I already have a working solution, but it is a bit cumbersome to get it working on multi-segment networks. It works as follows:
When the client starts up, it sends UDP broadcasts on its own network segment. If the server is running on the same segment, it works without any issues - the server responds with the appropriate messages.
If the server and client are running on networks separated by a hub / switch that won't forward UDP (the most likely case), then I have a server instance running on each segment, and they forward client requests to each other via TCP - but I need to configure this for the server instances (simple, but still a pain for tech support.) This is the main problem that I need to address. There are sites where we have hundreds of clients running on 5 or 6 separate segments.
The problems I'm facing:
1. Although my application installer enables the appropriate ports on the firewall, sometimes I come across situations where this doesn't seem to happen correctly.
2. Having to run multiple server instances (and therefore configure and maintain them) on hub/switched networks that won't forward UDP
Finally I need a solution that will work without maintenance on a minimal Windows network (XP / 2000 / Vista) that probably doesn't have Active Directory or other lookup services configured.
I don't want to tag on any runtime stuff for this - should be able to do it with plain VC++ or Delphi.
What approaches do commercial apps usually take? I know that SQL Server uses a combination of broadcast and NetBEUI calls (I may be wrong about this).
Thanks in advance.
You have a few terminology issues:
Where you say "network segment" you appear to mean "IP subnet". Devices on the same network segment can see the same IP broadcasts.
Where you say "hub/switch" you appear mean "IP router".
Where you say "won't forward UDP", the problem is actually "won't forward IP broadcasts".

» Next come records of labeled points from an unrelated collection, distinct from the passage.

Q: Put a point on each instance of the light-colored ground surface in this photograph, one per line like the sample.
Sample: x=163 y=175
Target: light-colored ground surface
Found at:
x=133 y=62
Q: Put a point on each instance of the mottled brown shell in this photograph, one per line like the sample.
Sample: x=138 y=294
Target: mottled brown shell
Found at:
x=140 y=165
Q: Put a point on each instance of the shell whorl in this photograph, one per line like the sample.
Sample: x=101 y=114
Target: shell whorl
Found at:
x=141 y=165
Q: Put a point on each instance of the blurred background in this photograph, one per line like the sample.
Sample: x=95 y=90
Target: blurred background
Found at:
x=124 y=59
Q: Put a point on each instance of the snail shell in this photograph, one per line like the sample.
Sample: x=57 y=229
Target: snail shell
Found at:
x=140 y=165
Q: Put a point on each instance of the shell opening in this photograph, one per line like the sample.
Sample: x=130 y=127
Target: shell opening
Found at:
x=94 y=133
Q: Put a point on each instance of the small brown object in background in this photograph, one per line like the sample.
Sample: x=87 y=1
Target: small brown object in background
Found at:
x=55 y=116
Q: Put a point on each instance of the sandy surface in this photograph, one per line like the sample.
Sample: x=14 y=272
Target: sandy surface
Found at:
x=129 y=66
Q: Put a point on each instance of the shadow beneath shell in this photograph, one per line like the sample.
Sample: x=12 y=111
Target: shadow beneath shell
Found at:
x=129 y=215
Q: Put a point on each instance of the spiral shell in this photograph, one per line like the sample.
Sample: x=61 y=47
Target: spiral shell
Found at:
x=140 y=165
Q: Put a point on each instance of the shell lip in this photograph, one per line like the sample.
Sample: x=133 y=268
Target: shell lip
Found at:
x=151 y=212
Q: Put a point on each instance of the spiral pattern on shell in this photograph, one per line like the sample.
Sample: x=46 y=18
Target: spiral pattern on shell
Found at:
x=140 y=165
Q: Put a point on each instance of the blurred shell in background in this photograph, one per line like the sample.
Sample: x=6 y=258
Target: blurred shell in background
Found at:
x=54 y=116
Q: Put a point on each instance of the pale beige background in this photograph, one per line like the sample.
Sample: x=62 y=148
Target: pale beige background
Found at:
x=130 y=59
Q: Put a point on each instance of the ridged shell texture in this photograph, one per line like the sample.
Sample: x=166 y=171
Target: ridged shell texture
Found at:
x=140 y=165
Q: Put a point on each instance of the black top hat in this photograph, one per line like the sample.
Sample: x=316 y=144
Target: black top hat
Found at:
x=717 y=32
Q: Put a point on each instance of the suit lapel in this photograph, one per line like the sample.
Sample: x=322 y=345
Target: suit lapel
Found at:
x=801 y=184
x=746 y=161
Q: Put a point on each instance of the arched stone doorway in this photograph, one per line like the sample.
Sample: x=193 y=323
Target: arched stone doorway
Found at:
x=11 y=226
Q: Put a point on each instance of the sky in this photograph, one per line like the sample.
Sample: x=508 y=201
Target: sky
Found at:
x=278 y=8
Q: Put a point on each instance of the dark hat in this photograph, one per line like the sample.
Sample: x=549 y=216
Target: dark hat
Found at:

Once we get past that, you have a few options:
Your servers could register themselves under a well-known name in DNS, if you have a DNS server that allows dynamic DNS updates. You should probably use a SRV record as specified in RFC2782. The clients then do a DNS lookup to find the server(s).
You could statically assign your server(s) well-known names in the organisation's DNS, perhaps with a SRV record as with the previous option.
Your servers could join an IP multicast group, if your routers support IP multicast. The clients then send their initial discovery request as a UDP packet to the (pre-ordained) multicast address.
If you have domain server, I would go with small service on it. You can connect with other services to it and use it as distribution point.
Why domain server? It is relatively easy to find it's name (DsGetDcName).
Other choices would include DHCP server, DNS server or something of that kind that needs to be filled by maintenance staff anyhow.